As insurers expand their options for people in less than perfect health, medical underwriting and the applications and requirements that are part of that process place more burden on potential insurance purchasers. Ultimately, it is they who are responsible for the accuracy of the medical applications they declare and sign. They can’t blame a misleading, or untruthful, or incomplete application on someone else.
Most insurers now advise applicants who are unsure of their medical status, or what the questions mean, or the terminology used, or what lurks in the depths of their medical records to ask their doctors to look over their responses. Some insurers also require applicants in the highest risk groups to have their doctors complete their medical questionnaires.

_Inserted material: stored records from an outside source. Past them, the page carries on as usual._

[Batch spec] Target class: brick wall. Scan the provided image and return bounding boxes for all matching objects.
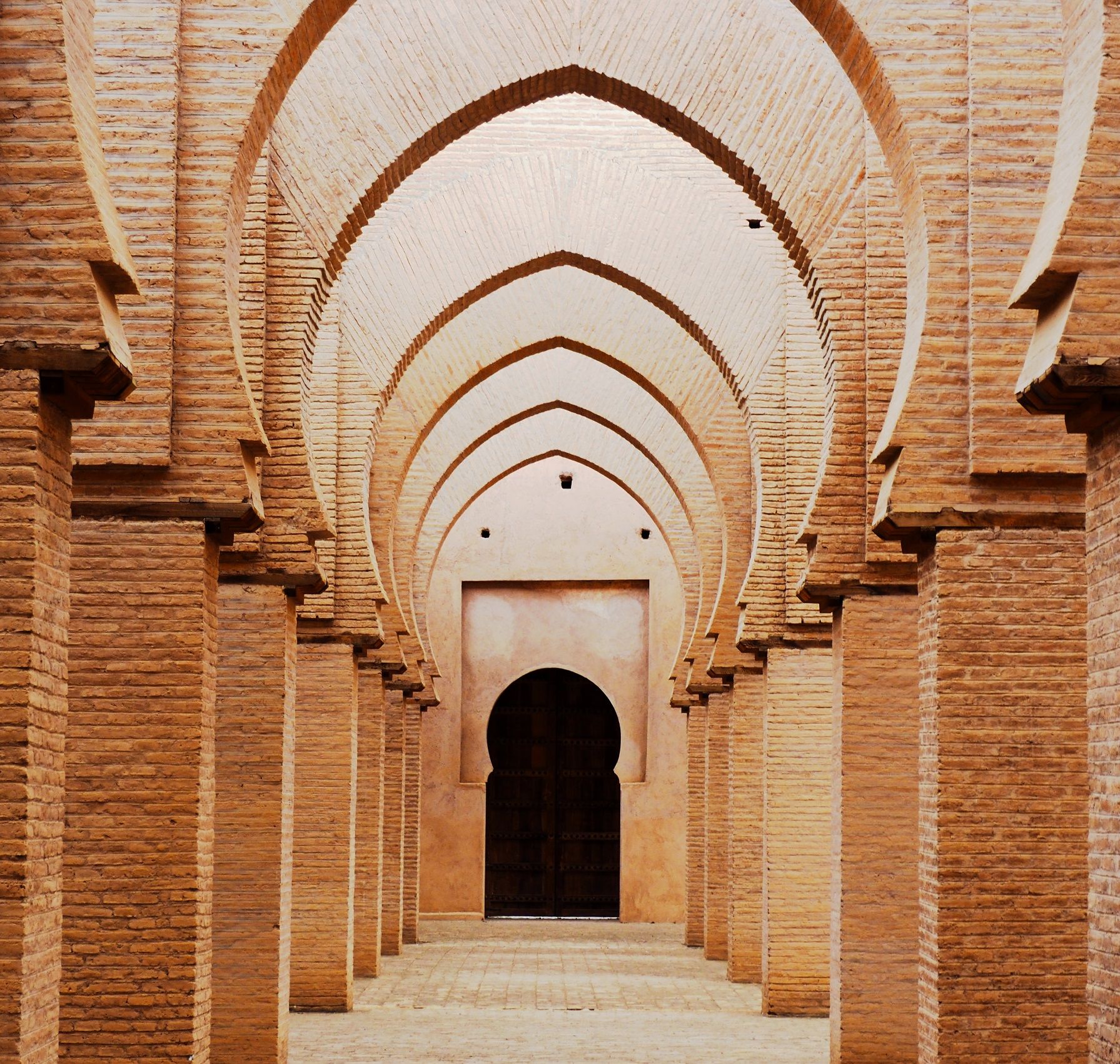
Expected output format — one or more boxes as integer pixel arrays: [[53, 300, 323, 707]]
[[211, 584, 296, 1061], [919, 529, 1089, 1061], [0, 370, 71, 1064], [381, 690, 405, 956], [684, 703, 708, 946], [727, 672, 766, 983], [831, 595, 919, 1064], [59, 519, 217, 1064], [1085, 422, 1120, 1064], [763, 647, 832, 1016], [354, 669, 385, 976], [291, 643, 357, 1011]]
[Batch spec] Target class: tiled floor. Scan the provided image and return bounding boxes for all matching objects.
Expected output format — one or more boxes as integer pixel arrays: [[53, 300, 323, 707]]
[[289, 921, 829, 1064]]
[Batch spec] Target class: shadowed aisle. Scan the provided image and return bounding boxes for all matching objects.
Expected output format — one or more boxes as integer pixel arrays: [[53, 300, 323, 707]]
[[290, 921, 829, 1064]]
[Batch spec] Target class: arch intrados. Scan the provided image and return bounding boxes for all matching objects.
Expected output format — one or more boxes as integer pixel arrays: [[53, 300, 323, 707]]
[[485, 663, 623, 775], [358, 251, 746, 409], [226, 0, 929, 490], [387, 336, 734, 524], [403, 398, 712, 616], [423, 447, 704, 667]]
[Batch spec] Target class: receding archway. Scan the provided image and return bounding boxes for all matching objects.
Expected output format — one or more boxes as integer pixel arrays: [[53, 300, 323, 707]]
[[485, 669, 622, 918]]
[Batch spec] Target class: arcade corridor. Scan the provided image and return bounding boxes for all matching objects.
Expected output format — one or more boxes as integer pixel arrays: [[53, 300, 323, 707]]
[[289, 921, 829, 1064]]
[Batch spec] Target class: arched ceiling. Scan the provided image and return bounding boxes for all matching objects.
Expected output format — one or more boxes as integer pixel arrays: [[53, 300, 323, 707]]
[[272, 0, 865, 685], [394, 348, 721, 658], [411, 409, 705, 664]]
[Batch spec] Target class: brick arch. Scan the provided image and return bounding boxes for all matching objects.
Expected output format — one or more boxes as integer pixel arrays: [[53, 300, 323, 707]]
[[318, 251, 809, 667], [418, 447, 701, 679], [370, 325, 756, 672], [293, 73, 834, 423], [166, 0, 926, 533], [271, 46, 927, 421]]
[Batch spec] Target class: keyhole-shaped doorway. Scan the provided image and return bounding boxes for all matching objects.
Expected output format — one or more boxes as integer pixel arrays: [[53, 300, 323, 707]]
[[486, 669, 622, 917]]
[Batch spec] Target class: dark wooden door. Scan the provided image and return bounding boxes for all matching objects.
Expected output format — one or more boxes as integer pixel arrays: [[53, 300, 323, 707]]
[[486, 669, 622, 917]]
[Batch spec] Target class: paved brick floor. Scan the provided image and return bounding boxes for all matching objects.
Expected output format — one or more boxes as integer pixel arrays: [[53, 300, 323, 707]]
[[290, 921, 829, 1064]]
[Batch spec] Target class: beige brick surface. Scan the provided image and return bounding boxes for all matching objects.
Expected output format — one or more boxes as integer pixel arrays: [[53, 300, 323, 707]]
[[354, 667, 385, 979], [727, 671, 766, 983], [831, 595, 919, 1064], [211, 582, 296, 1061], [0, 370, 71, 1061], [919, 529, 1089, 1061], [290, 921, 828, 1064], [59, 519, 217, 1061], [381, 691, 405, 956], [704, 691, 732, 961], [291, 643, 357, 1011], [763, 647, 832, 1016]]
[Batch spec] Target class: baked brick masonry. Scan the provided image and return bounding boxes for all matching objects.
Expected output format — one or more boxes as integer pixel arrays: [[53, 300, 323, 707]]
[[0, 0, 1120, 1064]]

It’s clearly much safer for some applicants to ask their doctor for help in completing an application, even if they have to pay a fee for the service. Says Dr MacMillan: “Perhaps fewer claim denials would occur if insurers attached a short note to the attention of the doctor when such assistance is needed.”

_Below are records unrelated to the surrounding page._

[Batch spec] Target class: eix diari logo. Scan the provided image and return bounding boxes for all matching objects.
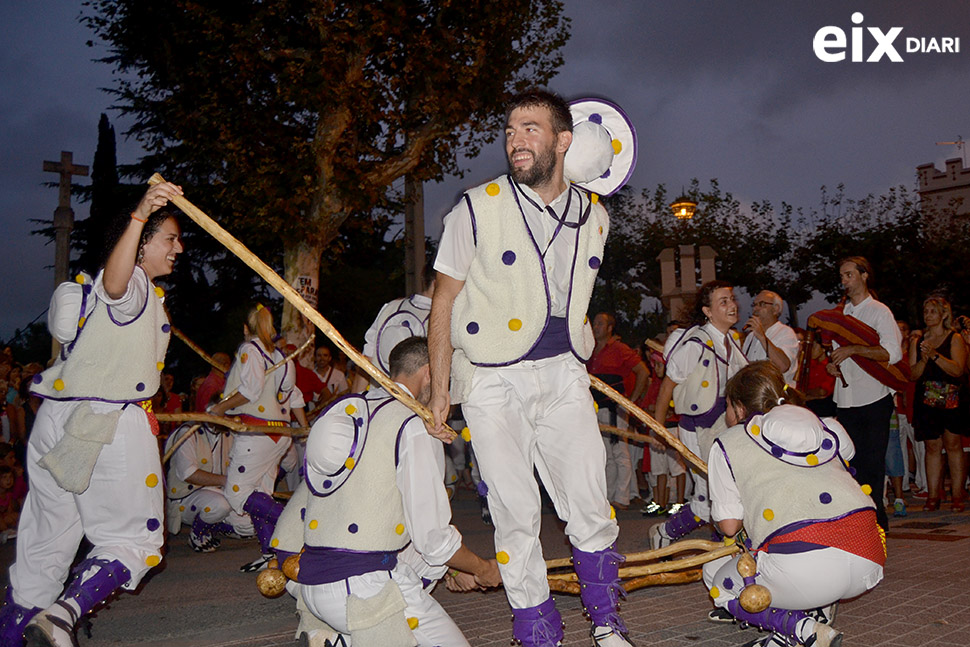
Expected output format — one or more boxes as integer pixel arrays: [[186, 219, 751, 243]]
[[812, 11, 960, 63]]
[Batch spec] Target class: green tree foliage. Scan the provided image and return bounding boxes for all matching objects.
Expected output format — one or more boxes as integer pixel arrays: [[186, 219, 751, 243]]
[[83, 0, 568, 340]]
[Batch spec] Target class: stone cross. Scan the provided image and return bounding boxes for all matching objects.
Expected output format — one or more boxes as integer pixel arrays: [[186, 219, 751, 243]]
[[44, 151, 88, 287]]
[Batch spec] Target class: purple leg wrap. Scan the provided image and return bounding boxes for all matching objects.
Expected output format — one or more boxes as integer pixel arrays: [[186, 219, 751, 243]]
[[573, 544, 627, 634], [512, 597, 562, 647], [243, 492, 283, 555], [727, 599, 808, 643], [0, 586, 41, 647], [664, 505, 707, 540], [61, 558, 131, 617]]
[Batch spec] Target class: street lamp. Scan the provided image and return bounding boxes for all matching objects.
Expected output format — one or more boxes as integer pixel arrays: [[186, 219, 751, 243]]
[[670, 195, 697, 220]]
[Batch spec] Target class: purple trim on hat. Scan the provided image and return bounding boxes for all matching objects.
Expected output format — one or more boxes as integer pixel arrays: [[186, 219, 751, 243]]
[[569, 97, 640, 197], [462, 193, 478, 247]]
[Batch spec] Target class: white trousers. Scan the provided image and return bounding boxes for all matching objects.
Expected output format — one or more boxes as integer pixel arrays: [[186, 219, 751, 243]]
[[462, 355, 618, 609], [223, 434, 295, 514], [10, 400, 165, 609], [297, 562, 468, 647], [704, 548, 883, 611], [596, 407, 636, 505]]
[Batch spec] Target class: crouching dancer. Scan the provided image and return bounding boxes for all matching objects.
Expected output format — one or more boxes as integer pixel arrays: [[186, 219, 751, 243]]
[[704, 362, 886, 647], [279, 337, 501, 647], [0, 183, 182, 647]]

But insurers, too, have to ask themselves how much they can expect of purchasers who just want to ‘get insurance, get it cheap, and get the hell out of the snow’. They realise that medical applications and underwriting tools need to be clearer, simpler, more manageable by applicants as well as precise and probative enough to reflect an honest and accurate picture of their risk factor. As most will admit, they need to do a better job of getting the medical information they need to assess risk without requiring their applicants, many of them elderly, to jump through increasingly high hoops.
Busy doctors are not going to set aside time they could be treating patients to pick up a syllabus on travel insurance. But perhaps it’s not unreasonable for generalists and family practitioners to brush up on the basic concepts of what travel insurance is designed to do, how it is structured, and to understand that its purpose is to supplement out-of-country coverage and not to be a substitute for domestic medicare.
It may also be reasonable for physicians to admit to their patients that they can’t qualify them for travel insurance, or tell them if they should or should not travel. It may hurt some doctors’ egos to deny such powers of benediction, but they are not the ones who pay the bills if their patients end up in a foreign hospital.
But their actions, when dealing with travelling patients, do have potentially serious consequences of which they may not be aware. Patients need to remind them of one of the most basic principles of their art: First, Do No Harm.